Some claim that he was born in 1853 in Istanbul as the son of Izet Efendić, an ethnic Bosniak and a member of the Ottoman Council of State (Şûrâ-yı Devlet) and Governor of Beirut and Sidon in 1857, who was born in the village of Potoci near Pljevlja, in today's Montenegro but there is no clear evidence about that. In 1879, Ferid was enrolled at the Schools of Islamic charities in Sidon. He served several positions in Ottoman administration before he entered the foreign office of the Ottoman Empire and was assigned to different posts at embassies in Paris, Berlin, St. Petersburg, and London. He married a daughter of Abdülmecid I, Mediha Sultan, which earned him the title of "damat" ("bridegroom" to the Ottoman dynasty). Like his father, he became a member of the Şûrâ-yı Devlet in 1884 and earned the title of vizier soon afterwards. Refused the post of ambassador in London by the sultan Abdülhamid II, he resigned from public service and returned only after two decades, in 1908, as a member of the Senate of the Ottoman Parliament.
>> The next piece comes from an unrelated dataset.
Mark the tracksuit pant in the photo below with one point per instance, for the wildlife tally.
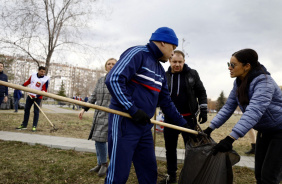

He was one of the founding members of the Freedom and Accord Party in 1911, favoring liberalism and more regional autonomy within the Empire, in opposition to the Committee of Union and Progress. On 11 June 1919, Damat Ferid Pasha officially confessed to massacres against Armenians and was a key figure and initiator of the war crime trials held directly after World War I to condemn to death the chief perpetrators of the genocide, who were notably Committee of Union and Progress members and long-time rivals of his own Freedom and Accord Party.
His first office as grand vizier coincided with the Occupation of Smyrna by the Greek army and the ensuing tumultuous period. He was dismissed on 30 September 1919, but after two short-lived governments under Ali Rıza Pasha and Hulusi Salih Pasha, the Sultan Mehmet VI had to call him back to form a new government on 5 April 1920. He remained as Grand Vizier until 17 October 1920, forming two different cabinets in between.
His second office coincided with the closure of the Ottoman Parliament under pressure from the British and French forces of occupation. Along with four other notables, he agreed to sign the Treaty of Sèvres, comprising disastrous conditions for Turkey, which caused an uproar of reaction towards him. However, he was not one of the signatories of the Treaty itself. He retorted by becoming increasingly hostile to the new nationalist movement led by Mustafa Kemal Pasha, which was centered in Ankara; Damat Ferid Pasha began to increasingly collaborate with the Allied occupation forces.
Even after his dismissal, and the formation of a new Ottoman Government under Ahmet Tevfik Pasha, he remained widely disliked (especially in Anatolia) and with the Turkish victory in the Greco-Turkish War (1919–1922), he fled to Europe. He died in Nice, France, on 6 October 1923 and was buried in the city of Sidon, Lebanon.